The Bank says the solution would enable several uses cases, improve efficiency and increase financial inclusion. The announcement emphasized this is a voluntary effort by the financial sector and IT industry. In other words, this is not something being enforced by the central bank. But the IT companies that pitch for the project are being asked to do the PoC without payment. The intellectual property in the Shared KYC design will belong to the bank.

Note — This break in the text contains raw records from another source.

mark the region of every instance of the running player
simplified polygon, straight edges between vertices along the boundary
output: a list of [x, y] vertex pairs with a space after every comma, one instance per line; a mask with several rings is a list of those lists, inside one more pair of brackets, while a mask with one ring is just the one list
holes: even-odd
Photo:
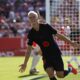
[[68, 70], [64, 70], [64, 64], [61, 57], [61, 51], [53, 39], [54, 36], [59, 37], [60, 39], [67, 41], [74, 47], [79, 47], [79, 45], [75, 42], [70, 41], [65, 36], [58, 33], [55, 29], [53, 29], [49, 24], [39, 24], [38, 23], [38, 14], [34, 11], [30, 11], [28, 13], [28, 17], [32, 26], [28, 34], [28, 48], [27, 53], [25, 55], [24, 63], [21, 64], [20, 72], [24, 72], [27, 67], [27, 62], [30, 57], [32, 43], [35, 41], [41, 48], [42, 51], [42, 59], [44, 63], [44, 69], [48, 74], [50, 80], [57, 80], [54, 71], [56, 71], [56, 75], [59, 78], [64, 78], [70, 72], [77, 74], [77, 71], [70, 67]]

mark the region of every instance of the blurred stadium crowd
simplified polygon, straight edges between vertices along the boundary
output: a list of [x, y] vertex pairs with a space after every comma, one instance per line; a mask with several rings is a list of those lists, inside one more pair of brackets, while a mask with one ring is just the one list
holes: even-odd
[[[50, 0], [51, 25], [71, 39], [80, 38], [78, 0]], [[0, 37], [25, 36], [30, 29], [27, 13], [45, 11], [45, 0], [0, 0]]]
[[[45, 0], [0, 0], [0, 38], [27, 37], [31, 29], [27, 13], [40, 11], [45, 19]], [[50, 22], [60, 33], [80, 43], [80, 1], [50, 0]], [[71, 46], [59, 39], [61, 50], [72, 51]]]
[[0, 37], [24, 37], [30, 29], [28, 11], [44, 11], [44, 1], [0, 0]]

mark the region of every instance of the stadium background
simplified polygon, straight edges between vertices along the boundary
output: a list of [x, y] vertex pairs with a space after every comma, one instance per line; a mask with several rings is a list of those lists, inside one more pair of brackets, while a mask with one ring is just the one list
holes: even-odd
[[[73, 34], [72, 38], [74, 39], [77, 35], [76, 39], [80, 42], [80, 0], [0, 0], [0, 80], [36, 80], [36, 77], [41, 77], [38, 78], [39, 80], [48, 80], [41, 61], [37, 66], [40, 70], [39, 75], [27, 75], [32, 58], [30, 58], [26, 71], [18, 72], [18, 65], [24, 60], [22, 56], [26, 52], [27, 33], [31, 28], [27, 18], [30, 10], [40, 10], [43, 17], [46, 12], [47, 23], [69, 38], [70, 32], [75, 31], [76, 34]], [[64, 41], [55, 39], [63, 53], [64, 67], [67, 69], [67, 61], [73, 55], [74, 48]], [[76, 51], [76, 54], [80, 60], [80, 50]], [[74, 62], [72, 65], [78, 68]], [[70, 74], [63, 80], [80, 80], [80, 74], [76, 76]]]
[[[41, 11], [47, 23], [69, 38], [74, 31], [72, 39], [80, 42], [80, 0], [0, 0], [0, 56], [25, 54], [30, 10]], [[63, 55], [73, 53], [70, 44], [57, 38], [56, 41]], [[76, 53], [79, 55], [80, 50]]]

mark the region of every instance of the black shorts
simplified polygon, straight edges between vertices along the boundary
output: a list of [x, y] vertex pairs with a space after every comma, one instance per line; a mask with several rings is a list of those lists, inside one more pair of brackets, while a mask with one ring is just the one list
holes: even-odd
[[56, 56], [54, 58], [43, 59], [44, 70], [46, 68], [52, 67], [55, 71], [63, 71], [64, 63], [61, 56]]

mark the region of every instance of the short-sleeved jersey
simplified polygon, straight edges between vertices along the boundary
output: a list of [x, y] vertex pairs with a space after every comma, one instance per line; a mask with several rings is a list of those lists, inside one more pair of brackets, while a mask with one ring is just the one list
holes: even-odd
[[49, 24], [39, 24], [39, 31], [36, 31], [34, 28], [30, 30], [28, 45], [32, 45], [33, 41], [35, 41], [40, 46], [43, 57], [58, 56], [61, 52], [53, 38], [53, 35], [56, 34], [57, 31]]

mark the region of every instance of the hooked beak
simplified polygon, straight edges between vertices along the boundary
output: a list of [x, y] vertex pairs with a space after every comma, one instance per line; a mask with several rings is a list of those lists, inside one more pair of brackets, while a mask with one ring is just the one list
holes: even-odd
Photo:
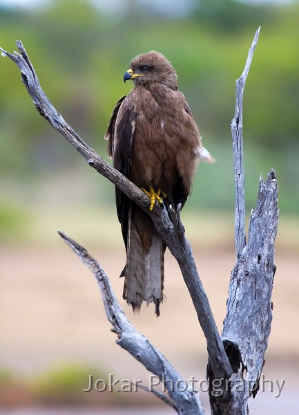
[[124, 75], [124, 82], [128, 81], [128, 80], [133, 80], [138, 76], [143, 76], [142, 73], [133, 73], [133, 69], [128, 69], [126, 73]]

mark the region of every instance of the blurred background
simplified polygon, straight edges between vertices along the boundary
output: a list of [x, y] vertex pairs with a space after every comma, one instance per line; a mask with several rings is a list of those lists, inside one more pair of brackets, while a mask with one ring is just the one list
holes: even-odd
[[[275, 388], [258, 394], [252, 414], [295, 413], [298, 405], [298, 19], [295, 1], [0, 0], [0, 46], [12, 51], [22, 41], [55, 108], [106, 160], [110, 115], [133, 86], [122, 81], [131, 59], [156, 50], [171, 60], [217, 160], [200, 165], [182, 220], [220, 331], [235, 261], [235, 80], [262, 26], [244, 98], [247, 216], [260, 174], [267, 178], [273, 167], [280, 216], [263, 373], [285, 385], [279, 398]], [[0, 59], [0, 413], [73, 414], [74, 405], [86, 414], [171, 413], [144, 391], [82, 391], [89, 374], [146, 385], [148, 374], [115, 344], [93, 275], [56, 230], [98, 259], [128, 318], [178, 371], [204, 379], [205, 341], [175, 261], [167, 255], [161, 317], [151, 306], [134, 315], [118, 278], [125, 255], [113, 187], [38, 114], [8, 58]]]

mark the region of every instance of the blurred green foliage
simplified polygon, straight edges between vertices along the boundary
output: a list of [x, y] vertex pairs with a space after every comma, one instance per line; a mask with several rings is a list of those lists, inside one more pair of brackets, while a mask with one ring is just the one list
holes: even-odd
[[[235, 80], [261, 24], [244, 93], [247, 203], [249, 208], [255, 205], [260, 174], [264, 178], [274, 167], [280, 208], [296, 213], [298, 3], [274, 7], [202, 0], [182, 18], [157, 12], [150, 1], [127, 4], [126, 11], [116, 15], [104, 14], [83, 0], [55, 0], [22, 11], [3, 8], [0, 46], [10, 51], [15, 39], [23, 42], [50, 100], [104, 157], [103, 137], [110, 113], [132, 88], [122, 82], [131, 59], [153, 49], [164, 54], [178, 73], [204, 145], [217, 160], [213, 165], [200, 165], [188, 205], [224, 210], [234, 205], [230, 122]], [[22, 203], [38, 203], [42, 178], [50, 180], [57, 172], [62, 177], [66, 170], [74, 181], [79, 175], [93, 183], [90, 193], [84, 193], [86, 203], [111, 203], [113, 187], [91, 178], [81, 158], [38, 115], [17, 66], [2, 58], [0, 73], [0, 205], [17, 201], [21, 210]], [[11, 221], [15, 213], [3, 212], [0, 222]]]

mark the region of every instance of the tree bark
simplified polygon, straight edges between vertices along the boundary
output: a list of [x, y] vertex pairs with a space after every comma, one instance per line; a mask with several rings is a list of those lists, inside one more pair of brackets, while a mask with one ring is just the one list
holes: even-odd
[[[259, 31], [260, 29], [256, 32], [249, 50], [244, 71], [237, 81], [235, 117], [231, 123], [236, 192], [235, 240], [237, 262], [231, 274], [222, 338], [199, 277], [191, 247], [185, 237], [180, 215], [180, 207], [175, 214], [171, 208], [168, 210], [161, 209], [156, 203], [150, 213], [148, 196], [97, 155], [56, 111], [41, 89], [21, 42], [17, 42], [21, 55], [16, 52], [10, 53], [0, 48], [2, 55], [8, 56], [21, 69], [22, 81], [39, 113], [70, 142], [90, 166], [151, 214], [157, 232], [180, 265], [206, 339], [210, 402], [215, 414], [247, 413], [248, 398], [251, 395], [254, 396], [258, 389], [272, 318], [271, 295], [276, 269], [274, 241], [278, 220], [278, 187], [273, 170], [269, 173], [265, 183], [260, 178], [257, 207], [251, 215], [247, 245], [244, 230], [242, 99]], [[94, 273], [101, 290], [107, 317], [113, 325], [112, 331], [117, 334], [117, 344], [164, 382], [169, 398], [157, 391], [151, 391], [178, 414], [204, 414], [197, 391], [187, 385], [157, 348], [139, 333], [126, 319], [111, 290], [107, 275], [95, 259], [71, 238], [63, 232], [59, 234]], [[168, 381], [165, 382], [165, 379]], [[175, 387], [180, 382], [184, 382], [186, 385], [185, 391]], [[240, 387], [237, 388], [240, 382], [249, 385], [249, 387], [240, 391]]]

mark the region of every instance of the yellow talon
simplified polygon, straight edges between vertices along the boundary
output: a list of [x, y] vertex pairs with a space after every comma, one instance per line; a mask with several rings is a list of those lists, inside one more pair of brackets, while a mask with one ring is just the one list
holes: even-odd
[[[158, 189], [157, 192], [155, 192], [153, 186], [150, 186], [149, 192], [146, 190], [144, 187], [142, 187], [141, 190], [144, 192], [144, 193], [151, 199], [151, 204], [149, 207], [149, 210], [151, 212], [155, 205], [155, 200], [157, 199], [160, 205], [163, 203], [163, 197], [166, 197], [166, 194], [162, 192], [161, 189]], [[160, 194], [162, 197], [160, 197]]]

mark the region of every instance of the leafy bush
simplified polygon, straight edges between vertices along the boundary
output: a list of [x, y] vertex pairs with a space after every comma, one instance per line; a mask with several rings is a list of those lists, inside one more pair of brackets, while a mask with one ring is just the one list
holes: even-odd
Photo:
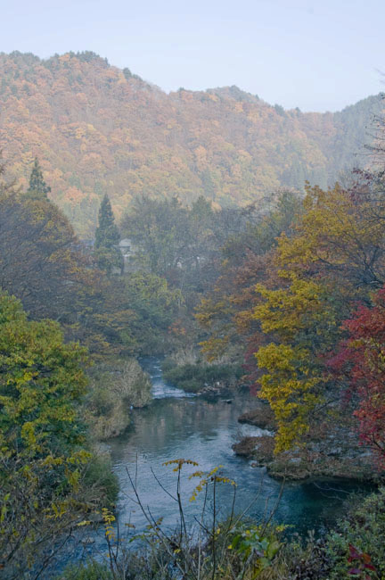
[[93, 436], [115, 437], [130, 423], [129, 408], [143, 407], [151, 401], [151, 380], [134, 359], [94, 369], [86, 414]]
[[[337, 529], [327, 537], [327, 553], [332, 562], [331, 580], [348, 578], [348, 559], [352, 546], [359, 554], [367, 554], [378, 577], [385, 577], [385, 487], [361, 501]], [[372, 576], [368, 576], [372, 577]], [[376, 577], [375, 576], [373, 577]]]
[[192, 393], [216, 383], [230, 386], [242, 377], [242, 368], [234, 364], [187, 363], [176, 366], [170, 360], [162, 365], [163, 377], [171, 385]]
[[111, 580], [113, 577], [105, 564], [91, 560], [86, 566], [80, 564], [69, 567], [56, 580]]

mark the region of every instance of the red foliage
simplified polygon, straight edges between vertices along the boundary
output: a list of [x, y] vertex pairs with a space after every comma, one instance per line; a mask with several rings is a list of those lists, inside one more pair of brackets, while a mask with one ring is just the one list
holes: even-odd
[[373, 307], [360, 306], [343, 327], [349, 337], [330, 364], [348, 378], [348, 394], [357, 395], [361, 441], [385, 468], [385, 287], [374, 294]]

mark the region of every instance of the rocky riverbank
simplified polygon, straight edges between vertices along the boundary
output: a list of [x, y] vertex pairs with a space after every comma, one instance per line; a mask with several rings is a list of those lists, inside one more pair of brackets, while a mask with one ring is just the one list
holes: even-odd
[[270, 409], [261, 403], [239, 418], [240, 423], [254, 425], [268, 433], [243, 437], [233, 445], [237, 455], [253, 460], [253, 467], [266, 466], [268, 474], [279, 479], [303, 480], [336, 477], [373, 481], [372, 452], [359, 445], [352, 425], [325, 424], [310, 429], [306, 445], [274, 454], [275, 423]]

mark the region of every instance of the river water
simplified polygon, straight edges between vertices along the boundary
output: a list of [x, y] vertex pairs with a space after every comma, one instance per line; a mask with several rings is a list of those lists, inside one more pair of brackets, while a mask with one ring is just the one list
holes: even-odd
[[[237, 482], [236, 510], [239, 512], [252, 503], [249, 514], [256, 518], [266, 518], [276, 504], [274, 518], [304, 533], [308, 529], [321, 531], [333, 523], [340, 513], [343, 500], [359, 486], [348, 483], [312, 482], [287, 483], [282, 490], [280, 482], [268, 476], [264, 468], [253, 468], [247, 460], [237, 457], [232, 444], [245, 435], [262, 434], [252, 426], [240, 425], [238, 417], [255, 406], [255, 400], [243, 393], [233, 399], [231, 404], [220, 398], [207, 399], [186, 394], [167, 385], [162, 378], [160, 360], [148, 357], [141, 360], [143, 368], [152, 380], [153, 402], [145, 409], [133, 411], [133, 425], [122, 436], [111, 440], [110, 448], [114, 471], [120, 483], [118, 505], [119, 522], [143, 527], [146, 520], [135, 507], [128, 474], [135, 479], [143, 505], [163, 524], [175, 526], [177, 506], [162, 490], [175, 493], [176, 474], [172, 466], [163, 463], [177, 459], [192, 460], [199, 468], [183, 468], [182, 495], [186, 518], [192, 522], [198, 516], [201, 502], [191, 502], [189, 498], [198, 480], [188, 476], [196, 469], [209, 471], [217, 466], [226, 476]], [[218, 504], [225, 516], [232, 504], [233, 487], [221, 485]]]

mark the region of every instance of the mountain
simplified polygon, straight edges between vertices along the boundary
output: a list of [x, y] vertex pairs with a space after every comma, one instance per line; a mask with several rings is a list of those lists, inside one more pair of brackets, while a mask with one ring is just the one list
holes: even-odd
[[168, 95], [90, 52], [0, 54], [0, 148], [23, 186], [38, 156], [52, 198], [86, 237], [104, 194], [119, 217], [135, 195], [229, 205], [305, 179], [325, 186], [365, 162], [381, 96], [303, 113], [237, 87]]

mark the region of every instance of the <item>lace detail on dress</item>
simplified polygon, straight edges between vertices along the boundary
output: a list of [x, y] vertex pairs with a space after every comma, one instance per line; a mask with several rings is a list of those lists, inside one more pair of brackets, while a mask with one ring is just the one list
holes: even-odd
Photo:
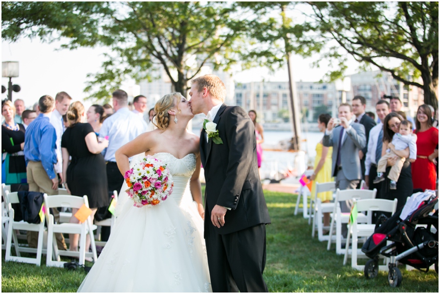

The most obvious benefit of shared KYC is the ability for customers to be quickly on-boarded at their newly chosen banks. During the sign-up process, the drop out rate is often high because of the friction of having to put together all the paperwork. That compares to the potential of a shared KYC where it would just require pressing a button to agree to forward existing information on file. On top of that, there’s the cost to banks of verifying all the documents.
Shared KYC is a concept that is being explored elsewhere. While the benefits are significant, it’s not without some challenges. For example, generally, a bank is legally responsible for its own KYC and breaching Anti Money Laundering (AML) rules. KYC is one of the pillars underpinning AML. One bank performs the KYC, which is then shared. But what if the second bank relies on it, and it turns out to be fraudulent. Who is to blame? And it gets worse if the faulty KYC results in a breach of AML protocols.
Because of this reliance issue, in some countries, a shared KYC is not legally viable. And another challenge is the potential for privacy breaches if insufficient controls are in place.
Four months ago, the Dubai International Financial Centre announced a KYC consortium with Mashreq Bank and technology developer norbloc. The Swedish company estimates that a shared utility could reduce costs by 50-60%. But in a report, Deloitte noted that multiple shared KYC utilities are likely and that has some disadvantages because the data is in a different set of silos.
Centralized versus Decentralized
There are a variety of technical approaches. Some of the solutions involve storing a significant amount of personal information on the blockchain or having one or more off-chain data silos verified via blockchain. Another approach is to use decentralized identities. With this model ideally the customer keeps control of their data but can be issued with a credential that they’ve passed KYC from a particular bank. They can then choose to share that credential. Global identity verification provider Onfido is working with blockchain identity firm uPort and PwC exploring such a solution in the UK.